The Open University Fizik Bilimleri Kısmı’nda Doktora Sonrası Araştırma Vazifelisi olan Diane Johnson, The Conversation için yazdığı bir makalede şöyle açıklıyor: “19. Hanedanlığın başlangıcından itibaren (yaklaşık olarak MÖ 1295) demir için yeni bir hiyeroglif söz ortaya çıktı: ‘bi-A-n-pt’, sözün tam manasıyla ‘gökten gelen demir’ manasına gelir. Bu yeni sözün neden şu anda tam olarak bu biçimde ortaya çıktığı bilinmiyor, lakin daha sonra tüm metalik demire uygulandı. Sözün birdenbire ortaya çıkışının bariz bir açıklaması, büyük bir çarpma olayı yahut büyük bir meteor yağmuru olabilir.“
Almansa-Villatoro‘nun belirttiğine nazaran demiri gökyüzüyle ilişkilendiren en eski referanslar, 4.100 – 4.400 yıl evvel yaşayan kral ve kraliçelerin piramitlerinin duvarlarındaki metinler olan Piramit metinlerinden geliyor.
Almansa-Villatoro, “Yazıtlar gökyüzünü, modülleri Dünya’ya meteor yahut yağmur olarak düşebilecek su içeren demir bir kase olarak gösteriyor” diye açıklıyor ve devam ediyor: “Metinlerde demir ve gökyüzü birbirinin yerine geçebilir, bu nedenle pasajlar ölülerin demirde yelken açmasından ve hükümdarın gökyüzüne ulaşmak için demir bariyeri aşması gerekmesinden bahsediyor.“
Eski Mısırlıların göktaşlarının gökten geldiğinin farkında olduklarını gösteren daha ince bir öbür işaret ise, demir için kullanılan işaretin aynısının “rahim” ve “su” sözleri için de niteleyici olarak kullanılmış olması. Eski Mısırlılar, hükümdarların vefattan sonra, bu niteleyicinin bulunduğu tanrıça Nut’un rahmindeki sularda tekrar doğacaklarına inanıyorlardı.

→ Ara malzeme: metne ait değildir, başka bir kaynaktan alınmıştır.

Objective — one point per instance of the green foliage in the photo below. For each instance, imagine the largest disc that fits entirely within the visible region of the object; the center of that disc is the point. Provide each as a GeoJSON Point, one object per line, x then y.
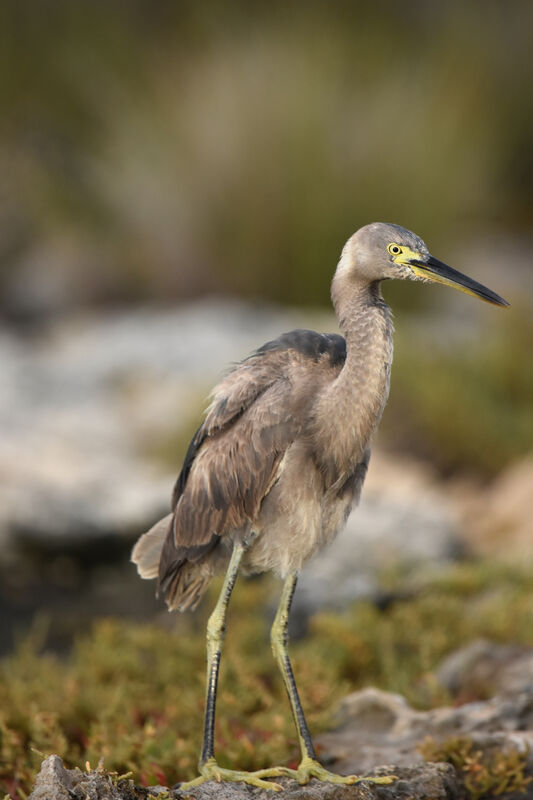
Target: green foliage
{"type": "Point", "coordinates": [162, 153]}
{"type": "Point", "coordinates": [133, 695]}
{"type": "Point", "coordinates": [484, 774]}
{"type": "Point", "coordinates": [465, 408]}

Almansa-Villatoro, “İlk başta metalleri, bayanları ve suyu tanımlayan ‘bilim dışı’ zihinlerin rastgele, ilgisiz çağrışımları olarak göz arkası edilebilecek şey, meteorit demirinin kökeninin bilimsel olarak yanlışsız yorumlanmasının bir yan eseri olarak ortaya çıkıyor” diyor ve ekliyor: “4.400 yıl evvel Mısır’da demir sözü basitçe gökyüzü manasına geliyordu zira Mısırlılar demirin gökyüzünün bir modülü olduğunu biliyordu.“
Göktaşı çarpmalarına şahit olmanın günümüzde hala nispeten az olduğu da düşünülürse, bu açıklamanın kimi itirazlarla müsabakası şaşırtan değil. Tekrar de, Eski Mısırlıların bu türlü bir olaya, tahminen de son 5.000 yıl içinde Güney Mısır’da meydana gelen Gebel Kamil göktaşı çarpmasına şahit olmuş olmaları mümkün.